Rainer conceded that if gardeners merely removed mulch, they may wind up with plants they don’t want. So he suggested planting as ground cover ferns, tiarella (foam flower), carex (sedges) and short grasses such as Little Bluestem. These may move around from year to year, he said, but that won’t affect the garden’s overall design.

Keep the structural layer of taller plants fairly sparse, Rainer advised. If a garden has too many taller perennials, such as Joe Pye weed, tall phlox and shrubs, they will interfere with wind circulation. Unlike most other garden designers, Rainer is not a fan of grouping taller plants. He prefers scattering them so they make an engaging pattern when they are in bloom – which, he pointed out, is often how they grow naturally.

If you think that a mass of diverse plantings with no discernible pattern will look disorganized and unattractive, Rainer offers a fix:

“The solution to making a garden look neat is how it is framed,” he said. “Having a random mix of flowers looks disorganized – but if you put a boxwood hedge around it, it looks neat. Clean edges cover a lot of sins.”

The frame needn’t be a boxwood hedge, of course.
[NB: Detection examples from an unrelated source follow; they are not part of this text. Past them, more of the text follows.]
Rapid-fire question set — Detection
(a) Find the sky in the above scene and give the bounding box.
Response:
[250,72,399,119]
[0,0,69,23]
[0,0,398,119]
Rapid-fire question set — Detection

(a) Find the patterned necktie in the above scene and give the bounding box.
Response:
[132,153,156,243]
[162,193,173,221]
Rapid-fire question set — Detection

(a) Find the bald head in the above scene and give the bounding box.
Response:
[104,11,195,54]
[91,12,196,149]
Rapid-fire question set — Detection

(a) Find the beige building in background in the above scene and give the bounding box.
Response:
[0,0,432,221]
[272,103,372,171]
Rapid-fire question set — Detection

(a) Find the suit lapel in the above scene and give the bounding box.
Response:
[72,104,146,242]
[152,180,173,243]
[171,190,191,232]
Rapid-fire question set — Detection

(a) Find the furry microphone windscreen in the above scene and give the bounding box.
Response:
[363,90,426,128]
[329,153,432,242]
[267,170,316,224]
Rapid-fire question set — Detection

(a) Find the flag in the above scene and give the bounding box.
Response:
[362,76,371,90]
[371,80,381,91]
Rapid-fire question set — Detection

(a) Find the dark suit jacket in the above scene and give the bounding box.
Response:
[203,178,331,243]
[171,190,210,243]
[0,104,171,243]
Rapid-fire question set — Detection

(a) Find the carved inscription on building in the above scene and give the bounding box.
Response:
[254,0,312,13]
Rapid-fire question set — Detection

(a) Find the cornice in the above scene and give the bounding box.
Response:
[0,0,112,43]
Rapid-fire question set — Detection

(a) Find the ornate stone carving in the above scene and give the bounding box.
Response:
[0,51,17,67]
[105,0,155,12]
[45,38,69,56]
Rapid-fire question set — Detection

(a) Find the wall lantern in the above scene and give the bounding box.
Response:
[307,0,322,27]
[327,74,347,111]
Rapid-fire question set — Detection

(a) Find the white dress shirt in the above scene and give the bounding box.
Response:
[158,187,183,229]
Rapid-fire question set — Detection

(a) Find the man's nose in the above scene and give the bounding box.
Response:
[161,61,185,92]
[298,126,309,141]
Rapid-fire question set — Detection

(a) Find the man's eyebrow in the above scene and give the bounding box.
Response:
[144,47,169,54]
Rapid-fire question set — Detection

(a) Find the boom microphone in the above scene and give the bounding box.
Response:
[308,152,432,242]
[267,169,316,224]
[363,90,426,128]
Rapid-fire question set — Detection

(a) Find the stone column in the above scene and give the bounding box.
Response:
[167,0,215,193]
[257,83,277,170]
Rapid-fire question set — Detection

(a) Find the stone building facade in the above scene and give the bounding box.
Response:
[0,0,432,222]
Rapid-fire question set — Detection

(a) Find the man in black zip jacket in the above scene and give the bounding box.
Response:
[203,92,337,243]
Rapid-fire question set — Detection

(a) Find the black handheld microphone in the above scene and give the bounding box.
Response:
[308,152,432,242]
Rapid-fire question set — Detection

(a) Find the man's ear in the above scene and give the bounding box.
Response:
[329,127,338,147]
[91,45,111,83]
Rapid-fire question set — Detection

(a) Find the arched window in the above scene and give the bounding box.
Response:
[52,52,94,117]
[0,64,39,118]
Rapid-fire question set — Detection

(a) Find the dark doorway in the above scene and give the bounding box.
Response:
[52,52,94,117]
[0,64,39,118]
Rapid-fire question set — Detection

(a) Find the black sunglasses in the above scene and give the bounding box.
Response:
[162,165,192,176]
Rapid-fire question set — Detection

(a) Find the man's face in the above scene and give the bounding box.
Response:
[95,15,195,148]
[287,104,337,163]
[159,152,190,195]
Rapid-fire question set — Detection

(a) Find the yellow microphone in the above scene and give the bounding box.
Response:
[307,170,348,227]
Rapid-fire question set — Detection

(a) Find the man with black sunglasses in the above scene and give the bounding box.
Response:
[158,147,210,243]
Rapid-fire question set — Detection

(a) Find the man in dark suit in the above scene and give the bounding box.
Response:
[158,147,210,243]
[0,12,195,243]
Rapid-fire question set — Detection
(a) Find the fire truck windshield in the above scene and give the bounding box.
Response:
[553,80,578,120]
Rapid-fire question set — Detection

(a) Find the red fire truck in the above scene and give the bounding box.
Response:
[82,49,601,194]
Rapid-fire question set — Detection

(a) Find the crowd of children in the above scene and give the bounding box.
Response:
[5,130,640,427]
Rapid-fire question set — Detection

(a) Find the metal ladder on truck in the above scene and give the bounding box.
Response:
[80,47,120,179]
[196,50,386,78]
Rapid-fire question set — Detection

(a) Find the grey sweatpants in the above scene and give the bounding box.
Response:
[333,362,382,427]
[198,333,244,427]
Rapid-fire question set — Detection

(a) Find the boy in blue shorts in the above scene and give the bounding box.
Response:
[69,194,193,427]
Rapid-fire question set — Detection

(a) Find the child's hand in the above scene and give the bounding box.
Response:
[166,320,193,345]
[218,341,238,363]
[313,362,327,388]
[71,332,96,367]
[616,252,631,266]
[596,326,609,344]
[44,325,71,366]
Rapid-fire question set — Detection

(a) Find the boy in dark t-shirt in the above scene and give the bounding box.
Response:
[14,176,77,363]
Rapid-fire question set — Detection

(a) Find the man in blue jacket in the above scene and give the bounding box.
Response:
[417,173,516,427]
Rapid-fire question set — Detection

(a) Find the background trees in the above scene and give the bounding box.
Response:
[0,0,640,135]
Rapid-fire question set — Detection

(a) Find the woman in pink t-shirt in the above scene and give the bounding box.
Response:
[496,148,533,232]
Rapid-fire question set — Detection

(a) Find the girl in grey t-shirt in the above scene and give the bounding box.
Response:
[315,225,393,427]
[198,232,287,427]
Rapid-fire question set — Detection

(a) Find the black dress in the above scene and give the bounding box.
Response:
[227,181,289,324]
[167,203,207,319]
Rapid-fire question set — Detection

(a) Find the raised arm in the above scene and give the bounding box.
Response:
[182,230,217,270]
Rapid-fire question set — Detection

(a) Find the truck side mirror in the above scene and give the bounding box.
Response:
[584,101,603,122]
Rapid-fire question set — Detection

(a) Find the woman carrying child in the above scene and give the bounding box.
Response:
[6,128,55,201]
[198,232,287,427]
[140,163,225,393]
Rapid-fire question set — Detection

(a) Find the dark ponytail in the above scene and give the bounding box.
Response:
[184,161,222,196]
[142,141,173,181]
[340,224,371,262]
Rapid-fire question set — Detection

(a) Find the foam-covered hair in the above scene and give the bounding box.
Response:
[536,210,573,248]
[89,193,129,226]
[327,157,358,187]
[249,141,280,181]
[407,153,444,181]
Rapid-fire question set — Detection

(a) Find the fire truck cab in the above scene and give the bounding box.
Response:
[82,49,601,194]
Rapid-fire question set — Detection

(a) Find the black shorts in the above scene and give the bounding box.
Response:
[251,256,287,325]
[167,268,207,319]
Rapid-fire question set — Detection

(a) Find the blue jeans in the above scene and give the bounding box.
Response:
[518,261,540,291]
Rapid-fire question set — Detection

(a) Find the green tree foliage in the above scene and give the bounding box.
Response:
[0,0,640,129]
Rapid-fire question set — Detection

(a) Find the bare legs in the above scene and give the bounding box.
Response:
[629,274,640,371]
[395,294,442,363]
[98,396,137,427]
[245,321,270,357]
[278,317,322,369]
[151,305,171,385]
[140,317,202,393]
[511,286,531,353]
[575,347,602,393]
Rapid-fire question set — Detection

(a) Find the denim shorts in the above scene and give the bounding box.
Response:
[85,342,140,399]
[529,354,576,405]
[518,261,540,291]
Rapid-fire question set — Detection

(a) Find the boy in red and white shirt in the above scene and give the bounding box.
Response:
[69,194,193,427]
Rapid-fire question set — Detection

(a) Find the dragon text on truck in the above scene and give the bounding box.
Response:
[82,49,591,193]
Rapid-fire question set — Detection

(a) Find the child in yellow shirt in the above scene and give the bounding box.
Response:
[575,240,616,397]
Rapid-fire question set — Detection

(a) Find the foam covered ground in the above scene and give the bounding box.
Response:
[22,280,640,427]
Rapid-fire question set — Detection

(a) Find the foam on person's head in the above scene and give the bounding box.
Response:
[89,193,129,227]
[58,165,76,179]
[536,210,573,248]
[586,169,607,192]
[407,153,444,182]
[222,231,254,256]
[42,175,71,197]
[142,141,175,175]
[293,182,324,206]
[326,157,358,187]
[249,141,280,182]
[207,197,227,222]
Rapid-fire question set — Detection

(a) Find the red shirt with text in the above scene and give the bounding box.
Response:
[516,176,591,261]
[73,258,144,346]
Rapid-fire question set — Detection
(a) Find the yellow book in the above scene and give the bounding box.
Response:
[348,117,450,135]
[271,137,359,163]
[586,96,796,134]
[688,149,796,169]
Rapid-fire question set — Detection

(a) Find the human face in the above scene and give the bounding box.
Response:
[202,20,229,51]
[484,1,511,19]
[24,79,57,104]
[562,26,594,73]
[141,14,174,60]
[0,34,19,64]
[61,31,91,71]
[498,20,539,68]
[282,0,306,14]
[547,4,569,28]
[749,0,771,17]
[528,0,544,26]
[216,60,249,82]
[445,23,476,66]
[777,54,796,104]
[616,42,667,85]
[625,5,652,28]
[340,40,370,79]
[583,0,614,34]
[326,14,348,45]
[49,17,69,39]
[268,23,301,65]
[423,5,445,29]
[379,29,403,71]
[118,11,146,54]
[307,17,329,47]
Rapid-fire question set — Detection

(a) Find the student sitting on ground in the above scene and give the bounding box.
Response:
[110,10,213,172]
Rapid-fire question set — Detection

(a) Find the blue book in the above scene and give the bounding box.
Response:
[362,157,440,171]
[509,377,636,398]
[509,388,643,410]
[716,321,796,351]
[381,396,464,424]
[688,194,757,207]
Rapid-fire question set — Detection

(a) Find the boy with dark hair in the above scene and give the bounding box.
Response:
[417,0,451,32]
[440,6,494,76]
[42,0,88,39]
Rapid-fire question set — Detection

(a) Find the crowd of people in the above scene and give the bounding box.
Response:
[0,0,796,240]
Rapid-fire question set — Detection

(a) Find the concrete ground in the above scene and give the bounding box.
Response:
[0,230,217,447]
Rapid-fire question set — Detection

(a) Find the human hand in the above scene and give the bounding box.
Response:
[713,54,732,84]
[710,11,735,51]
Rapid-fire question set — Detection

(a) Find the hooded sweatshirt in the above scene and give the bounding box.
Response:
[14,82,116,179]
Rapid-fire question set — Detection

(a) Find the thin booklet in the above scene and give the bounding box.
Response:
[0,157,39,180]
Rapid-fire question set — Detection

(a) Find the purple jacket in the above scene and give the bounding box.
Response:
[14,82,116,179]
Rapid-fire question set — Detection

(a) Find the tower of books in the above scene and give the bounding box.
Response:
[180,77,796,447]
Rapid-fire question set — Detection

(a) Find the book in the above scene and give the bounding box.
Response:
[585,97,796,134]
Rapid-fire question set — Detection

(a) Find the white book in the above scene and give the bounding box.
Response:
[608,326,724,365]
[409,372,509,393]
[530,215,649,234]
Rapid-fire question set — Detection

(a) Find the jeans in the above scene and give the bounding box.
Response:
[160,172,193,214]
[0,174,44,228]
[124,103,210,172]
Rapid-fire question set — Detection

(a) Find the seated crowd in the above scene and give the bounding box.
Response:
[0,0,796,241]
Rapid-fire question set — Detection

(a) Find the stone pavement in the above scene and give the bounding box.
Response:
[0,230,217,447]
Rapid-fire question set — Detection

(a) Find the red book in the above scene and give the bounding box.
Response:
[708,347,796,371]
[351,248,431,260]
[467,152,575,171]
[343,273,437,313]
It could be brick walkways separating the different sections of gardens, small fences or even something as simple as distinctly cut edge between the lawn and the garden.

Rainer, who has designed gardens in Scarborough and Kennebunkport, also had an interesting take on plant selection:”Americans treat plants the way Victorians treated women – they are either virgins or whores.”

What he means is that some plants belong in the wilderness and others belong in the garden, and never the twain shall meet. But that isn’t true in the post-wild world, he said. “Gardens should be a hybrid of cities and rural, natural and man made.”

As an example of the type of design he prefers, Rainer several times mentioned the (spectacular and wildly popular) High Line in New York City, a native garden and walkway created between 2009-2014 on abandoned raised rail bed. While they look wild, the High Line gardens were deliberately planted, and they are very lush.

Rainer doesn’t toe the line when it comes to soil, either. Most gardeners think they should add lots of compost and organic fertilizer to provide nutrients and ideal growing conditions for their plants. But Rainer opposes amending the soil. Instead, he encourages gardeners to get to know the soil they already have and to put in the plants that will naturally thrive in it. “Plants don’t want generic soil,” he said. “They want specific soil. The stresses of the soil determine what will grow there. High-fertility soil actually reduces diversity.”

In practical terms, if you love magnolias, for example, but they keep dying on you, stop trying to grow magnolias! Something else will work better in the long run – and that something will be exactly right for the natural plant community that surrounds your home.